Seelensplitter (2/2)
Siebzehnter Teil
Kids roten Haare waren nun beinahe vollständig von Laws weißem Hut mit den wenigen grauschwarzen Punkten verdeckt; nur an der Stirn, den Ohren und im Nacken kämpften sich rebellische Strähnen in die Freiheit. Die malerische Ironie, die sich vor ihm darlegte, ließ den Studenten den Kopf schütteln, während er nahezu gerührt grinste. Selten hatte er sich mit der Perspektive eines Patienten intensiv auseinandergesetzt, denn bisher hatte er nie einen Grund dazu gehabt. Ebenso hatte er sich niemals gefragt, was die Diagnose einer psychischen Erkrankung für die Betroffenen tatsächlich bedeutete. Law konnte inzwischen nicht mehr leugnen, dass ihm etwas an dem rothaarigen Idioten lag und so erfüllte ihn allein die Vorstellung von dessen Erlebnissen in den letzten fünf Jahren mit Mitgefühl. „Der Hutmacher war immer meine Lieblingsperson“, erzählte Law schließlich und freute sich über das dankbare Mienenspiel, das sein Geständnis auf Kids Gesicht zauberte.

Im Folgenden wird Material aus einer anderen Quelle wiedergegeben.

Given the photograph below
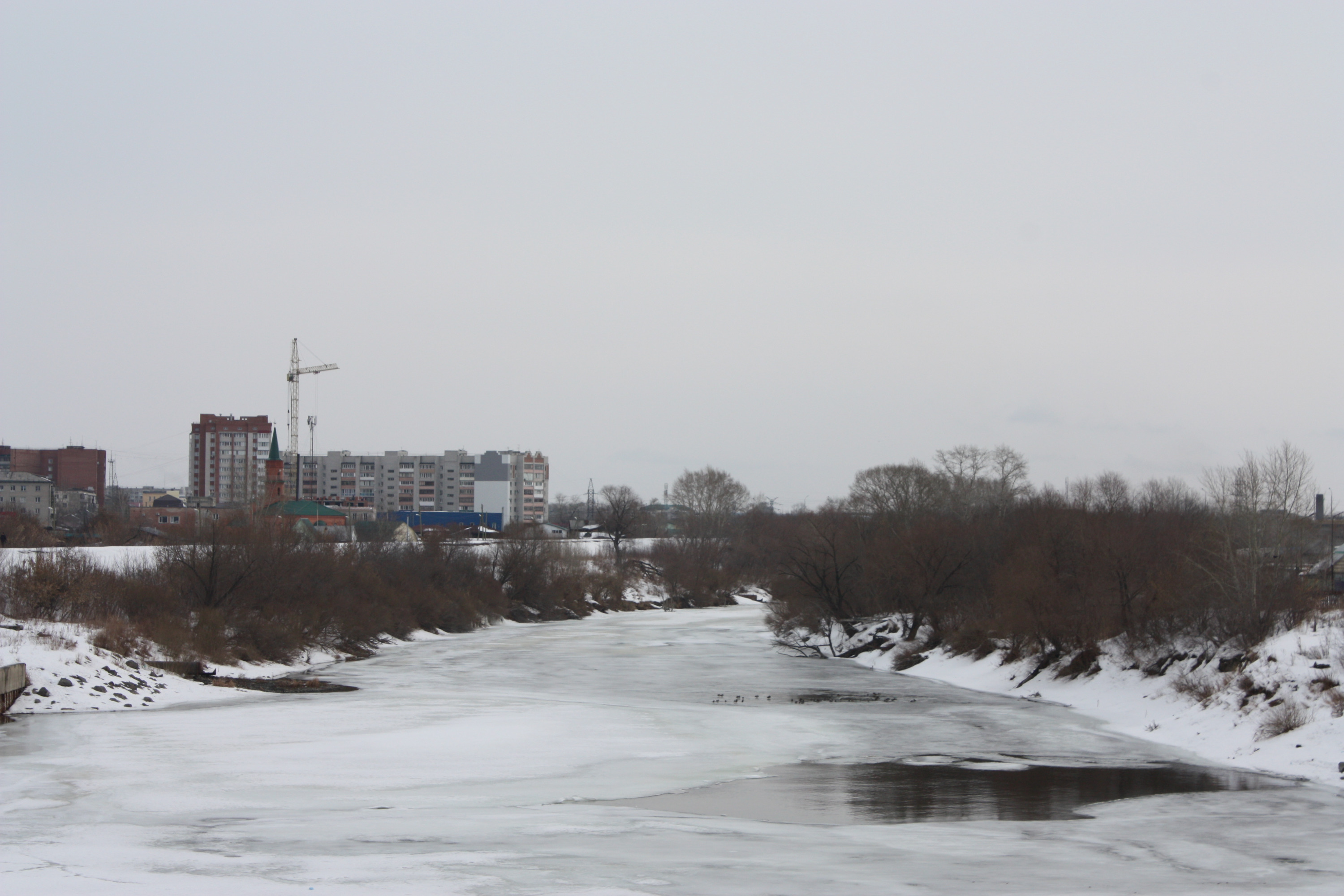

Eine Zeit lang schwiegen die beiden jungen Männer, als hätten sie Angst, die besondere Atmosphäre, die sich gerade über den Raum gelegt hatte, zu zerstören. Unsicher schlenderte Kid schließlich an Law vorbei, schnappte sich den Wein vom Boden und ließ seine Daumenspitze gedankenverloren über die runde Öffnung am Flaschenhals kreisen. „Dein Onkel…“, begann er anschließend und sicherte sich somit im Bruchteil einer Sekunde Laws ungeteilte Aufmerksamkeit, „versuchte mich verstehen zu lassen, was genau in meinem Kopf passierte. Er meinte, ich wär nen Analytiker und wenn ich es verstehen würde, dann könnte ich damit leben…“ Law schmunzelte, als er sich über die Raffinesse seines Familienmitglieds freute. Der alte Mann hatte mehr auf dem Kasten, als er ihm bisher zugestanden hatte. Ein Blick auf die Wände dieser Wohnung genügte, um zu begreifen, wie sinnvoll der Plan seines Onkels damals gewesen war.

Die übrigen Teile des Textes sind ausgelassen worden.